In recent years, researchers have developed nanodelivery systems as a way of engineering targeted drug accumulation at the tumor site to overcome current side effects induced by drug accumulation in healthy tissue. However, it has been reported that only 1–10% of nanodrugs are actually delivered to the site, while the rest are delivered to the liver and spleen.
Chien Ho (Carnegie Mellon University) commented: “The body’s immune system, especially the liver and spleen, has been one of the biggest stumbling blocks in developing nanoscale chemotherapy drug delivery systems. When the drugs collect in those organs, they become less available to treat the cancer, and can also cause toxicity”.

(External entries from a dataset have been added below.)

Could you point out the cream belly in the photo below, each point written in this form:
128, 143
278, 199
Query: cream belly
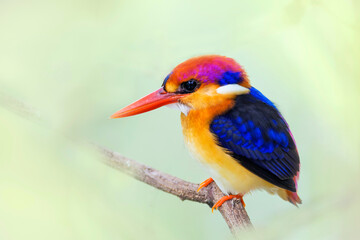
229, 175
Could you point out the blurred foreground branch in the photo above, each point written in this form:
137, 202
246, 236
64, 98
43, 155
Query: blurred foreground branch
232, 211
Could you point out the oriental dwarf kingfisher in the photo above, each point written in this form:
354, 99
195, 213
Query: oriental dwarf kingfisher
237, 133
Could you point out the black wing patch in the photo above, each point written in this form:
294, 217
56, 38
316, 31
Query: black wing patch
257, 136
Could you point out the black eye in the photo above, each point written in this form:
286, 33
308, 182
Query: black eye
189, 86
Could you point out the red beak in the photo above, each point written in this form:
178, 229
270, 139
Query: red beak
150, 102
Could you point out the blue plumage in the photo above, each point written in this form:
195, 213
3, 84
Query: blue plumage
255, 134
230, 78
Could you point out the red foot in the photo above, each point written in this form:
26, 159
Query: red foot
205, 183
226, 198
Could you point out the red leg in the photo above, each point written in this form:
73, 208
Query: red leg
226, 198
205, 183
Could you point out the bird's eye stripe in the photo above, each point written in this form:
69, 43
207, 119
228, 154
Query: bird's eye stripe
189, 86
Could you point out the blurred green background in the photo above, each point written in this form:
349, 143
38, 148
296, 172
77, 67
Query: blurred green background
66, 66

Ho and his colleagues have spent the past few years developing cellular nanotags to aid in the detection of organ rejection. While carrying out this work they discovered that a fat emulsion, Intralipid, which is FDA-approved for use as an intravenous nutrition source, reduced the concentration of nanoparticles cleared by the liver by approximately 50%. Consequently, the nanoparticles remained in the blood for longer periods of time.

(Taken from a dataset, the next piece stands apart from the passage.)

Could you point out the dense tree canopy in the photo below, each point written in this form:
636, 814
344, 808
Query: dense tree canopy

In their most recent study, published in Scientific Reports, Ho and his team investigated the effect of Intralipid on platinum-based anticancer nanodrugs by administering a single dose of Intralipid to a rat model. After one hour, they subsequently administered the platinum-containing anticancer nanodrug.
The results revealed that after 24 hours, the accumulation of the platinum-based drug in the liver was reduced by 20.4%, 42.5% in the spleen and 31.2% in the kidney following pre-treatment with Intralipid, resulting in a significant reduction in toxic side effects.

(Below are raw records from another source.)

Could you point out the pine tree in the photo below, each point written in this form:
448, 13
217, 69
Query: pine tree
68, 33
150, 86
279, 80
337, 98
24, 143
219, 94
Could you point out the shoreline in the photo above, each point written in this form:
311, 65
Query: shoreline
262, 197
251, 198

In addition, Intralipid pre-treatment enabled longer activity of the drug and extended the time it was available in the body. The availability of the drug was increased by 18.7% after 5 hours and 9.4% after 24 hours, which may allow more of the drug to reach the tumor site, and significantly reduce accumulation of these drugs within tissues.
Ho and his team believe that Intralipid may have the potential to inform reductions in chemotherapy drug dosages needed to treat patients and consequently adverse reactions. They hope to proceed to clinical trials soon based on their findings.